En réalité, il était terrifié. Il ignorait s’ils étaient capables de vaincre des soldats hautement entrainés. Ils n’étaient encore que des gamins inexpérimentés, mais Samaël ne pouvait exprimer ses doutes à ses camarades. Ils avaient besoin d’espoir et d’encouragement.

Ils attendirent longtemps, voyant passer plusieurs groupes de patrouilleurs, des soldats souvent à plus de trois et quatre. Un moment, deux patrouilleurs arrivèrent. Ils se regardèrent, un moment d’hésitation planant dans l’air. Mais deux patrouilleurs restaient tout de même plus difficiles à combattre que même trois soldats. Samaël savait que seuls les meilleurs soldats entraient dans les rangs des patrouilleurs. C’est ce que Lira voulait faire et il se doutait que Katerina envisageait la même route.

La nuit tomba, rendant la visibilité encore plus difficile. Il fallut quelques minutes à Samaël pour s’habituer à l’obscurité. On voyait à peine la lueur de la lune passer entre les feuilles d’arbres. Soudain, Samaël vit deux soldats arriver. À cet instant, il sauta de l’arbre, suivi très rapidement de Milo et Jaël. Sans perdre un instant, ils se ruèrent sur les soldats. L’un d’eux avait déjà perdu son épée, une flèche sur son armure au niveau de l’avant-bras, une autre traversant les gants de sa main droite. Katerina ne manquait jamais sa cible, Samaël n’avait jamais vu un tir d’une telle précision avec une visibilité aussi mauvaise.

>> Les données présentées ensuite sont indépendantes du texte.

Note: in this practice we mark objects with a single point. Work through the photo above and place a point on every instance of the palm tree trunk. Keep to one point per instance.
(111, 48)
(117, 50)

Milo et Samaël affrontèrent le soldat, l’assommant tous les deux d’un gros coup à l’arrière de la tête. Le soldat avait à peine eu le temps de réagir à l’assaut qu’il était déjà par terre, inconscient. Ils passèrent tout de suite au deuxième qui avait esquivé les coups de Jaël. Il avait toujours son épée. Samaël entendit Katerina descendre derrière lui. Ils encerclèrent le soldat. Il était en train de gagner du temps, attendant que le groupe de garde après lui arrive. Il arma son épée et s’avança sur Milo. Il avait dû voir l’hésitation et la peur dans son regard. Jaël se jeta sur le soldat pour l’empêcher de toucher Milo. Samaël le savait, s’ils ne fuyaient pas maintenant, ce serait fini pour eux. Il sortit une dague de sa poche arrière et visa le pied gauche du soldat. La dague s’enfonça pile au bon endroit. Au même moment, il vit une autre dague atterrir sur l’armure du pied droit du soldat. Katerina avait eu la même idée que lui. Le soldat s’écroula leur donnant le temps de s’élancer vers la sortie.

Samaël courut sans même regarder derrière lui. Milo était devant lui mais il ne pouvait voir Jaël ni Katerina. Il pouvait cependant sentir les vibrations du sol à ses pieds. Ils devaient être derrière lui.

« PLUS VITE ! TROIS PATROUILLEURS ! »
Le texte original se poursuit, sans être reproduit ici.